Well-written but not my cup of tea.
This debut collection from Barry Lee Thompson is full of those ‘almost’ moments, which all too often we can come to regret. What might have happened if he had knocked on the door just once more, or had actually spoken to the American boy? The reader, just like the protagonist, is left with memories which can be built into any resolution we desire.
Thompson grew up in a working-class area in Liverpool and he uses this background to vividly depict a sense of place in these stories. They are written from two main perspectives—a gay male viewpoint and a family relationships viewpoint, in particular between mother and son.

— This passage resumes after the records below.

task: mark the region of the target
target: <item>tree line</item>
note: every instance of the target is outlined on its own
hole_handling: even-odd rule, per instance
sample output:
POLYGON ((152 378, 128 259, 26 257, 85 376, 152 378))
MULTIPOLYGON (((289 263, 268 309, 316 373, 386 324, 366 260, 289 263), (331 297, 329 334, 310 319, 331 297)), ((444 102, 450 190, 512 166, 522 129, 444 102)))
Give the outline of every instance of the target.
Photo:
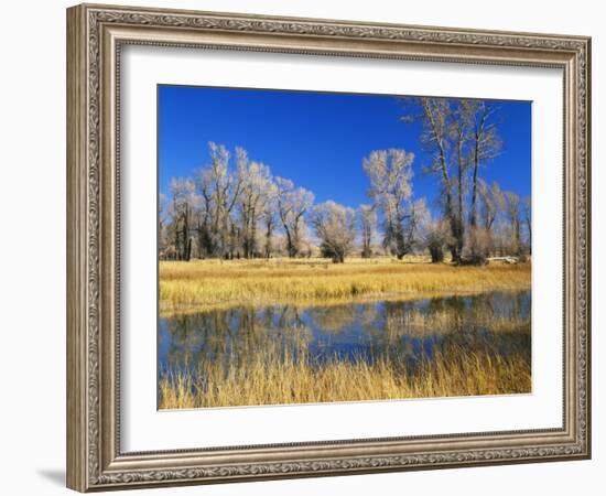
POLYGON ((498 107, 479 100, 405 99, 404 122, 419 122, 419 137, 436 179, 434 213, 413 194, 414 154, 377 150, 362 159, 368 204, 354 209, 273 176, 242 148, 231 153, 208 143, 209 164, 190 177, 172 179, 160 195, 162 259, 322 256, 343 262, 388 254, 398 259, 450 252, 455 263, 481 263, 491 255, 530 254, 530 201, 483 179, 498 155, 498 107), (437 212, 437 214, 436 214, 437 212))

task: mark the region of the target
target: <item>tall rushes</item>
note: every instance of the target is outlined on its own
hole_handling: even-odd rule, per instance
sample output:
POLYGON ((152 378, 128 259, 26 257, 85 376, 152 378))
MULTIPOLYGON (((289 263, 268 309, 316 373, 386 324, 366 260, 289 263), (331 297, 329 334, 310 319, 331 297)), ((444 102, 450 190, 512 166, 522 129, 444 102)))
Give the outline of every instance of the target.
POLYGON ((530 288, 530 265, 484 268, 379 262, 216 260, 160 263, 163 314, 204 306, 418 298, 530 288))
MULTIPOLYGON (((403 357, 402 357, 403 360, 403 357)), ((424 357, 408 371, 398 357, 368 363, 333 359, 318 366, 268 346, 238 367, 198 364, 193 374, 160 380, 160 408, 205 408, 329 401, 396 400, 531 391, 530 358, 459 346, 424 357)))

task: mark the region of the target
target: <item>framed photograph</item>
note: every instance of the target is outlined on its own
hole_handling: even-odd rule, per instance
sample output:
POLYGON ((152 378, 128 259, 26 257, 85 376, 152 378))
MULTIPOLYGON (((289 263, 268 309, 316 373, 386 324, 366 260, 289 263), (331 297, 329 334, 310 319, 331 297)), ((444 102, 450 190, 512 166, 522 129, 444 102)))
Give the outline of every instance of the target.
POLYGON ((589 457, 589 64, 68 9, 68 487, 589 457))

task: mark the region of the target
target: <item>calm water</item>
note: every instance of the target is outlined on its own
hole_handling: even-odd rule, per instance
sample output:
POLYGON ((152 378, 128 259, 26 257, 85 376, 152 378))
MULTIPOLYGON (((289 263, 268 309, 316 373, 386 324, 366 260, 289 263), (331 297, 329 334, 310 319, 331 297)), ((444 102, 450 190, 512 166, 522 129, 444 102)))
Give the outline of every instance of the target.
POLYGON ((463 346, 530 359, 530 291, 332 306, 237 306, 160 319, 159 374, 203 360, 230 366, 269 346, 326 360, 394 358, 409 370, 463 346))

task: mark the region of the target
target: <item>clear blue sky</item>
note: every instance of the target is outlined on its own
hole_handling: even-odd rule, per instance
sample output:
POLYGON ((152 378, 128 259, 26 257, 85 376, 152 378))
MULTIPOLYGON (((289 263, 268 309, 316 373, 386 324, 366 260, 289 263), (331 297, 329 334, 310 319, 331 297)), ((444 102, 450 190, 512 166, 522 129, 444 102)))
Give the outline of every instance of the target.
MULTIPOLYGON (((423 174, 429 158, 419 144, 420 125, 401 121, 401 97, 264 89, 159 86, 159 187, 192 176, 208 164, 208 141, 249 158, 326 200, 357 207, 369 203, 361 162, 372 150, 403 148, 415 154, 413 193, 433 205, 435 176, 423 174)), ((481 170, 504 190, 530 194, 531 104, 499 101, 501 153, 481 170)))

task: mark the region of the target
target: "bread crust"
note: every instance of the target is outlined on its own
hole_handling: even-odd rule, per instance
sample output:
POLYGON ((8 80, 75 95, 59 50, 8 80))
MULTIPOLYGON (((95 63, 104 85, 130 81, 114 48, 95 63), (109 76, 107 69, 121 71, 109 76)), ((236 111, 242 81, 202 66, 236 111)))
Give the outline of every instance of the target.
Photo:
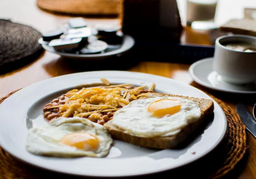
POLYGON ((168 149, 175 148, 183 144, 189 138, 189 136, 194 133, 194 132, 198 129, 202 123, 209 119, 209 117, 213 114, 214 106, 213 102, 210 99, 198 99, 189 96, 175 95, 166 95, 160 93, 149 93, 141 95, 139 99, 160 97, 160 96, 168 96, 168 97, 181 97, 186 99, 190 99, 196 103, 201 110, 201 117, 194 122, 190 123, 175 136, 161 136, 161 137, 152 137, 145 138, 139 137, 130 135, 125 131, 118 129, 112 125, 111 121, 109 121, 104 126, 108 129, 113 139, 120 140, 127 143, 130 143, 135 145, 142 146, 151 148, 160 148, 168 149))

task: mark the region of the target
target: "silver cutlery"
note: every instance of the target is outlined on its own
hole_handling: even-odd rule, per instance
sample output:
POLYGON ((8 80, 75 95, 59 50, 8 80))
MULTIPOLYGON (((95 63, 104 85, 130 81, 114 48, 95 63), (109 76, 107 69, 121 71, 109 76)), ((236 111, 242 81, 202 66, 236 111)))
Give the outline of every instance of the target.
POLYGON ((247 130, 256 138, 256 121, 248 108, 243 103, 238 103, 236 112, 247 126, 247 130))
POLYGON ((254 106, 253 115, 254 115, 254 119, 256 120, 256 103, 254 106))

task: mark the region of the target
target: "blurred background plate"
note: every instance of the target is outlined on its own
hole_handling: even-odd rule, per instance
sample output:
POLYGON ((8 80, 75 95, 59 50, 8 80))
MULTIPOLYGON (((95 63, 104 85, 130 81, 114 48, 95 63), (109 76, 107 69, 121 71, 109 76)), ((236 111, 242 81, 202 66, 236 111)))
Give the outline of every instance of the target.
POLYGON ((111 57, 119 57, 124 53, 127 52, 134 46, 135 41, 133 37, 129 35, 123 35, 123 42, 120 48, 112 50, 110 51, 100 53, 100 54, 77 54, 74 53, 60 52, 56 51, 53 47, 47 45, 42 45, 43 47, 50 52, 59 54, 64 58, 72 58, 77 60, 103 60, 111 57))

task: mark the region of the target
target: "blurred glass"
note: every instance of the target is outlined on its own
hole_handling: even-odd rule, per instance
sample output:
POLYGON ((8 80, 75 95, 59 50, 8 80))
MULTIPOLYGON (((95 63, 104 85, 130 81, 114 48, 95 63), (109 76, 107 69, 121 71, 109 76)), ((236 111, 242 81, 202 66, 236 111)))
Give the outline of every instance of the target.
POLYGON ((186 24, 192 28, 214 28, 217 0, 186 0, 186 24))

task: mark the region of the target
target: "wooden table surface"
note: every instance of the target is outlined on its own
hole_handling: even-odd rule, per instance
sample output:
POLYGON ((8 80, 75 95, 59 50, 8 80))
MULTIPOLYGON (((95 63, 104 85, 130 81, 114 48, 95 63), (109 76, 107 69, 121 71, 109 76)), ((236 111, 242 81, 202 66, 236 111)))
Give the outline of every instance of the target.
MULTIPOLYGON (((10 18, 13 21, 31 25, 41 32, 63 25, 70 17, 43 12, 36 6, 35 0, 0 0, 0 18, 10 18)), ((86 18, 86 20, 89 25, 96 23, 113 24, 119 23, 116 19, 86 18)), ((185 28, 181 42, 210 44, 207 32, 194 31, 189 27, 185 28)), ((251 110, 254 103, 256 103, 255 95, 231 95, 207 89, 193 81, 188 73, 189 67, 190 65, 186 64, 141 62, 127 70, 169 77, 206 91, 230 105, 233 109, 237 103, 243 102, 251 110)), ((0 97, 45 79, 80 71, 83 70, 71 68, 58 55, 44 52, 34 62, 0 76, 0 97)), ((235 176, 237 178, 256 178, 256 140, 250 133, 247 133, 247 139, 248 155, 244 164, 239 166, 241 172, 235 176)))

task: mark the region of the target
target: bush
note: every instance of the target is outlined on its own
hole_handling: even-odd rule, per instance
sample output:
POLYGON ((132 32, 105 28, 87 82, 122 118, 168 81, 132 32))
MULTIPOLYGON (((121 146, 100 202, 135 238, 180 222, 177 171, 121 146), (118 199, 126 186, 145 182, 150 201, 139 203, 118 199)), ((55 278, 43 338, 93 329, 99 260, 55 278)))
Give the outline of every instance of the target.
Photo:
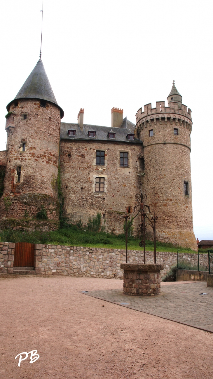
POLYGON ((87 229, 91 232, 99 232, 101 228, 101 213, 98 212, 92 218, 89 217, 87 222, 87 229))
POLYGON ((190 270, 191 267, 189 265, 185 263, 179 263, 178 268, 177 265, 172 266, 169 271, 162 279, 162 282, 176 282, 177 270, 190 270))
POLYGON ((48 218, 47 211, 44 205, 42 205, 40 210, 36 215, 36 218, 41 219, 43 220, 47 220, 48 218))

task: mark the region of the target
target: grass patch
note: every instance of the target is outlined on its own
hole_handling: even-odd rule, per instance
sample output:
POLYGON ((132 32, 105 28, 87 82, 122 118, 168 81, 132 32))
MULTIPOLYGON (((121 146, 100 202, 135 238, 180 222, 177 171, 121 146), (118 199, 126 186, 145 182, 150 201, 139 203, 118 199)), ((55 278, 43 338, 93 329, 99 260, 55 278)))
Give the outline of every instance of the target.
MULTIPOLYGON (((94 228, 94 229, 95 229, 94 228)), ((5 242, 30 242, 52 245, 67 245, 88 247, 105 247, 125 250, 125 236, 124 234, 114 235, 104 231, 96 232, 83 230, 76 225, 65 224, 63 227, 54 232, 42 232, 39 230, 26 232, 5 229, 0 231, 0 241, 5 242)), ((140 240, 131 236, 128 239, 128 250, 143 249, 139 246, 140 240)), ((194 253, 190 249, 175 247, 171 244, 163 243, 157 241, 158 251, 194 253)), ((154 251, 154 243, 146 241, 146 250, 154 251)))

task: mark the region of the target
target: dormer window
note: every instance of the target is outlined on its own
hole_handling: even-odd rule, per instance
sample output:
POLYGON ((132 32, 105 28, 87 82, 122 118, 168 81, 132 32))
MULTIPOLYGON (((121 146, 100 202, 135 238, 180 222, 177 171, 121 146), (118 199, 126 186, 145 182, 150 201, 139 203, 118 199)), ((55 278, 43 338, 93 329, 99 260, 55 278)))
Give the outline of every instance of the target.
POLYGON ((89 130, 88 132, 89 137, 95 137, 96 132, 94 130, 89 130))
POLYGON ((130 141, 134 141, 135 139, 135 135, 134 134, 127 134, 127 137, 128 139, 130 139, 130 141))
POLYGON ((70 137, 74 137, 75 135, 75 130, 74 129, 70 129, 68 130, 68 136, 70 137))
POLYGON ((40 102, 41 106, 42 106, 44 108, 46 108, 46 101, 45 100, 41 100, 40 102))
POLYGON ((108 137, 109 138, 114 138, 115 136, 115 133, 108 133, 108 137))

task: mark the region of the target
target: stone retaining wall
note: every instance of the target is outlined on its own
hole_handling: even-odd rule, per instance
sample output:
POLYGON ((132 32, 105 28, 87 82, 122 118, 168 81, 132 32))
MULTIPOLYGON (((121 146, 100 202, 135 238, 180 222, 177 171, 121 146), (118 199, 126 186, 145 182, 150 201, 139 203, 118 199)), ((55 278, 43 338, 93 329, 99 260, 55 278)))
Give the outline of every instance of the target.
MULTIPOLYGON (((13 243, 0 241, 0 272, 13 272, 14 247, 13 243)), ((183 258, 189 263, 197 260, 197 254, 187 253, 183 258)), ((204 264, 208 254, 199 257, 200 264, 204 264)), ((161 277, 177 264, 177 253, 157 252, 157 263, 164 266, 161 277)), ((122 279, 120 265, 125 263, 125 252, 120 249, 36 244, 34 261, 36 274, 122 279)), ((143 263, 143 251, 128 250, 128 263, 143 263)), ((154 263, 153 251, 146 252, 146 263, 154 263)))

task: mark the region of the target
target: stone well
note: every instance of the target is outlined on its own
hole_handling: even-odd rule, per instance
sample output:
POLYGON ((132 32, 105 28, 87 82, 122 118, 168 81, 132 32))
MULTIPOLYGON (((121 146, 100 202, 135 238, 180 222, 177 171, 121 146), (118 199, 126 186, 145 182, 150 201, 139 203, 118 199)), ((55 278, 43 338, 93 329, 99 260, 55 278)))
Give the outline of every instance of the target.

In The Americans, we meet an ordinary British family on their annual holiday, at a guest house in Bournemouth. The boy in the story so wants to be friends with the American boy from Boston—a place so exotic he can barely imagine it. Meanwhile, his mother has ‘a technique for garnering information. From titbits overheard … she could construct complete histories.’ Thompson’s writing really brought the scene to life for me, as I remembered similar family holidays when I was a child in England.
The pace of these stories is often slow as much of the narrative tends to be the main character’s internal monologue. Nonetheless, the writing is tight and focused with vivid
At times I had problems with the lack of a traditional plot when I could not see where the story was going and even when I reached the end, was unsure of what the point of it was. But perhaps the lack of a precise point was the overall meaning of some of these short stories—that life events do not always have a neat beginning, middle, and an end.